Ted Goldstein is not someone you would expect to find pursuing a doctorate in cancer research. After more than 25 years working in Silicon Valley, he left an executive-level position at Apple to return to grad school at his alma mater, UC Santa Cruz. UCSC’s Cancer Genomics Hub, led by David Haussler, serves as the number-crunching center for several large cancer studies. The key to its role as a cancer research powerhouse, says Goldstein, has to do with the kind of number-crunching they do: Bayesian updating.
Goldstein notes that when he graduated from UCSC in 1982, Bayes’ theorem, which is the basis of Bayesian statistics, got a cursory treatment in his undergraduate classes. In the intervening decades, it’s become a mainstay of the computer industry.
Only a handful of researchers, though, have applied it to cancer genomics (the study of the genetics of cancer cells). UCSC, along with Duke University, has one of the most mature programs using this approach, according to Goldstein, partly because of the computational expertise of the faculty in the Biomolecular Engineering department, especially Joshua Stuart, who runs the Systems Biology Group.
Bayesian updating, or Bayesian inference, rests on Bayes’ theorem. The theorem is simple, but the math behind it gets a little hairy. Bayesian updating is a way of incrementally updating your knowledge, and using the knowledge you gain at every step to inform your next experiment.
Goldstein likes to use the following analogy: If you have no experience with drinking alcohol and you go drinking every weekend, you are likely to get very drunk. But you’ll also be incrementally learning your tolerance for alcohol. Once you know four margaritas make you puke, you can use that information on your next night on the town.
The traditional approach to solving medical mysteries is to test one difference between comparison groups at a time — or at most a couple together. For example, you might look at the level of exercise between two groups of people who do or don’t have heart disease, or maybe exercise combined with diet. As an epidemiologist, that’s the way I’m used to thinking about disease. You survey a large group and see what risk factors the people who get sick have in common. This method works really well when there is one factor, or a few related factors, responsible for the illness. It’s how we figured out cigarettes cause lung cancer.

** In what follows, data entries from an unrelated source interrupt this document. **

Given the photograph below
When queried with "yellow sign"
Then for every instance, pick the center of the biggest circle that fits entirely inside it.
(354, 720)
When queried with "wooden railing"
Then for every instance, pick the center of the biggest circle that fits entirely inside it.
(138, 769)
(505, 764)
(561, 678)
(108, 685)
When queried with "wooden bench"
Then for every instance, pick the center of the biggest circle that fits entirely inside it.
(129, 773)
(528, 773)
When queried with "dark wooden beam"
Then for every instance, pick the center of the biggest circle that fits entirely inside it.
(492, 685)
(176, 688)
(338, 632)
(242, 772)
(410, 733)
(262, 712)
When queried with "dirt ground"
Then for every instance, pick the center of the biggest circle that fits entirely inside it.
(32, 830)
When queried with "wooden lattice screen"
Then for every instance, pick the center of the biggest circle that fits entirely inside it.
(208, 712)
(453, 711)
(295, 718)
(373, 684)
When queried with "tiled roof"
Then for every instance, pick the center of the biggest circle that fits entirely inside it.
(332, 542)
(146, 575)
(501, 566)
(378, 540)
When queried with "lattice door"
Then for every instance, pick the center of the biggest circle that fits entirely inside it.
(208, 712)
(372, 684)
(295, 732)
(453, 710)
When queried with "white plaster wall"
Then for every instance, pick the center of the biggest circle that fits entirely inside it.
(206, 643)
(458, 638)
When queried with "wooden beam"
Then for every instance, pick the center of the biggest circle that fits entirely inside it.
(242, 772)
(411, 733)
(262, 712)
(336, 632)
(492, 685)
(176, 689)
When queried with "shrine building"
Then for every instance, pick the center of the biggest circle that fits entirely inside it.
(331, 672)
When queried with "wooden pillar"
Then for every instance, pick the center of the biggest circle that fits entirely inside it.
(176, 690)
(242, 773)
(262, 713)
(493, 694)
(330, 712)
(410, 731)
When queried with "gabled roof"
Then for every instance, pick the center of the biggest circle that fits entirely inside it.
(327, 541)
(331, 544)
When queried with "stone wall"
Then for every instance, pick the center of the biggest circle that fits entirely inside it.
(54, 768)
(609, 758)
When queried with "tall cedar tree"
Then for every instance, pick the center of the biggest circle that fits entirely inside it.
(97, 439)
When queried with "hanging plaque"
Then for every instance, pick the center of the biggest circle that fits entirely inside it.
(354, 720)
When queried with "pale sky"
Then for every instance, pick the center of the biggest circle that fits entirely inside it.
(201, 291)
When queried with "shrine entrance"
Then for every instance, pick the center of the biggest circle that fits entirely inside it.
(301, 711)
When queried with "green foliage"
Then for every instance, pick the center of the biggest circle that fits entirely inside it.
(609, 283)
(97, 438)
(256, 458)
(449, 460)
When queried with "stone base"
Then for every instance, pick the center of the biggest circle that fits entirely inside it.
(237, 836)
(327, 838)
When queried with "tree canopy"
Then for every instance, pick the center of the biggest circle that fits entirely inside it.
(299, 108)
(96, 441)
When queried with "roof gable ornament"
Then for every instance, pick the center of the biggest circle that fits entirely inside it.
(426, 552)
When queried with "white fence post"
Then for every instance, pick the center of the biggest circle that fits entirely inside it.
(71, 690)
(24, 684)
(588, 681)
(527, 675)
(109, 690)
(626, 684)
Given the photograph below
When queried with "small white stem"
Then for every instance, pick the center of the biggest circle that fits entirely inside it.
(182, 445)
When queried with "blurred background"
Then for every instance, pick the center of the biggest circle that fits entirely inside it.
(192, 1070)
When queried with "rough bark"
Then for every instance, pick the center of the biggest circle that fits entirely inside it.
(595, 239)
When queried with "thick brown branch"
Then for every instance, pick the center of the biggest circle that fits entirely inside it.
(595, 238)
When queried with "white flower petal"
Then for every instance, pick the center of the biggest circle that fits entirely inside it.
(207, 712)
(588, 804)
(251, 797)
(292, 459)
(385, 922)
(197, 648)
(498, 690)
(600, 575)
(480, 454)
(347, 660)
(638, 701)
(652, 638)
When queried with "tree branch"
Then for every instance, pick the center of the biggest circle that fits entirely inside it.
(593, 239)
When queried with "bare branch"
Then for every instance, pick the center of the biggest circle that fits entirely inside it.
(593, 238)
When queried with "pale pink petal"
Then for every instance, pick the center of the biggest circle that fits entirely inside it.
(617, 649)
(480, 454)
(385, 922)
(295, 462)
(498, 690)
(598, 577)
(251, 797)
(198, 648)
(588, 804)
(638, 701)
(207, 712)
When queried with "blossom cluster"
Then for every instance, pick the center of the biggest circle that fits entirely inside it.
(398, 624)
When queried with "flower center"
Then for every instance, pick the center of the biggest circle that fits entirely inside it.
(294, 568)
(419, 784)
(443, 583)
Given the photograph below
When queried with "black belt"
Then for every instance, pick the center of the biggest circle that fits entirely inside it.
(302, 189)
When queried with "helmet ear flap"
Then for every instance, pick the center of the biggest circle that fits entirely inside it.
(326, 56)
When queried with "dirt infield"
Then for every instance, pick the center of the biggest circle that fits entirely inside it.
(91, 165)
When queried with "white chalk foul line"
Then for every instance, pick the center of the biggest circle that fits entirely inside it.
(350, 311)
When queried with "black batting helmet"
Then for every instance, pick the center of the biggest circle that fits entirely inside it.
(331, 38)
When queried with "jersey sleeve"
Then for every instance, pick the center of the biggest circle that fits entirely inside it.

For something like breast cancer, where many possible genetic mutations can possibly lead to disease, that method hasn’t been as successful. Even the most common breast cancer
mutation, on the BRCA gene, only affects 15 percent of breast cancer patients. The rest are caused by a wide array of mutations, each of which might affect only one percent of all the cases.
Bayesian analysis lets you look at several different contributing factors at once. You also don’t need nearly as large sample groups for Bayesian inference as you do for old-fashioned epidemiological studies.
“Everyone’s cancer is not from the same pathogen. It’s unique,” says Goldstein. So the traditional approach “fails utterly. We just don’t have the numbers to bring to bear. We need another science. And that’s where Bayesian thinking comes in.”
We’re beginning to see the results of UCSC’s approach. UCSC researchers contributed to a large NIH study that reported on links between some types of breast and ovarian cancer and was reported in the journal Nature in September. Despite the hype and subsequent blowback that surrounded the study, it did report several new mutations that cause cancer, as well as the complex way the mutations work together.
The cure for cancer is still years in the future, but the work being done at UCSC’s Cancer Genomics Hub is a step in the right direction.